Solana Outperforms Bitcoin as it Tries to Exorcise the Ghost of Bankman-Fried

The SOL token of the Solana blockchain has more than doubled this year, outperforming Bitcoin, as the project tries to move past its association with discredited former crypto mogul Sam Bankman-Fried.

(Bloomberg) — The SOL token of the Solana blockchain has more than doubled this year, outperforming Bitcoin, as the project tries to move past its association with discredited former crypto mogul Sam Bankman-Fried. 

SOL is up about 125% since Dec. 31, outdoing the 78% rally in Bitcoin as well as gains in other major tokens amid 2023’s crypto rebound. Industry turmoil last year — including Bankman-Fried’s chaotic downfall — had lopped 94% off SOL.

Solana is among the blockchains vying with Ethereum, crypto’s key commercial highway, for a bigger share of digital-asset activity.
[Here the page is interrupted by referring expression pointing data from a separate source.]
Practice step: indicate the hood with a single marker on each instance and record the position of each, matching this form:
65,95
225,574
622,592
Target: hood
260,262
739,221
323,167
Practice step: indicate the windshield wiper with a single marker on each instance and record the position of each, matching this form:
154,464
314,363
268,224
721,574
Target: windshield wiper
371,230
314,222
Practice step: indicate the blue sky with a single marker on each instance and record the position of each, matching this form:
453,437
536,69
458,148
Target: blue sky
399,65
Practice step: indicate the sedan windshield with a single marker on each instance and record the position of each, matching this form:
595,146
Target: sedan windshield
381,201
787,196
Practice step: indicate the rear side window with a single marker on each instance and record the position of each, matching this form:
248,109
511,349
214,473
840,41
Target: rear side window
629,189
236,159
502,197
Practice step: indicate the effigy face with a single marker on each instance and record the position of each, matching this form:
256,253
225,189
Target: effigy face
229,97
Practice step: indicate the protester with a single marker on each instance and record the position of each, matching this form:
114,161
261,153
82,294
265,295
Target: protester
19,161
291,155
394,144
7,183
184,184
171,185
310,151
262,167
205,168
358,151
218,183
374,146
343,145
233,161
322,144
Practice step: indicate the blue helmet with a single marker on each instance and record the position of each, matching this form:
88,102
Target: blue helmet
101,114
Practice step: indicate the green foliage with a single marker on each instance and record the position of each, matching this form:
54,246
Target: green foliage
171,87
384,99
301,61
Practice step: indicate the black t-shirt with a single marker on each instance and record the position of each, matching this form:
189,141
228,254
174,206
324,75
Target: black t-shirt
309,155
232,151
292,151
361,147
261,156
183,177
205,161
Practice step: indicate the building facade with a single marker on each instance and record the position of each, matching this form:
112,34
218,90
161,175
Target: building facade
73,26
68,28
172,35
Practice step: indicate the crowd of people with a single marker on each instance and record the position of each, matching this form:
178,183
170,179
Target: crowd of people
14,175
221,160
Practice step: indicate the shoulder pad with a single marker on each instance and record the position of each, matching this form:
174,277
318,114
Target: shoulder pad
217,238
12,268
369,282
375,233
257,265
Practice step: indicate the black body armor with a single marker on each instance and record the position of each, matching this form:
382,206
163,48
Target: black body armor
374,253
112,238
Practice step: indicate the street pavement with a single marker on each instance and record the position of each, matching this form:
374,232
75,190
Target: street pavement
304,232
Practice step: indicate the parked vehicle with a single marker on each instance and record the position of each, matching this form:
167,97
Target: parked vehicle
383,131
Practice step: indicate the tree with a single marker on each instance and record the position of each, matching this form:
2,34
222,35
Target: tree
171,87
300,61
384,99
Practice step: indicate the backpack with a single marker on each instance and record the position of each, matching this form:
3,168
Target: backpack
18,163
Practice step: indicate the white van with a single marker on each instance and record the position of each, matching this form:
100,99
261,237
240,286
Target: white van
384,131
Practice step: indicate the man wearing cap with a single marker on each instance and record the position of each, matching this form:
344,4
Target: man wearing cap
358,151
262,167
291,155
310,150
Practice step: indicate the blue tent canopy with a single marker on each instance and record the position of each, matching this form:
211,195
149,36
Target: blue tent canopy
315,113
But Bankman-Fried’s backing turned toxic when his FTX empire collapsed, while network breakdowns cast a shadow over Solana’s promise of speed married with lower costs.

“Solana has suffered from the FTX overhang, and the protocol suffered numerous outages,” said Markus Thielen, head of research at Matrixport. Investors are now “looking to accumulate undervalued altcoins, with Solana a key beneficiary,” he added.  

Interest in Solana began recovering in January after the launch of BONK on the network. BONK is a Shiba Inu-inspired meme coin that excited the kind of inexplicable but fleeting speculative animus for which crypto is notorious. 

A more sober expansion emerged in Solana’s roll out of Saga, a mobile phone customized for crypto. The device aims to provide a hardware vault for the secure keys that prove ownership of digital assets. It’s also seeks to offer easier access to blockchain-based services.

Solana is being helped by its ecosystem growth strategy and a track record whereby developers raised over $600 million in seed funding in the past two years, research firm Messari said in a recent note.

Despite recent steps, questions remain about Solana’s longer term prospects. Investors are rethinking the potential of a variety of crypto projects in the wake of 2022’s market crash and a litany of digital-asset blowups.

While SOL has surged this year, at $22 per token it’s still trading at a fraction of the $260 achieved in 2021 during the pandemic-era frenzy that lifted crypto.

SOL was little changed as of 6:55 a.m. in London on Friday. Bitcoin fell less than 1% and continues to hover around $30,000, where its rally this year has stalled.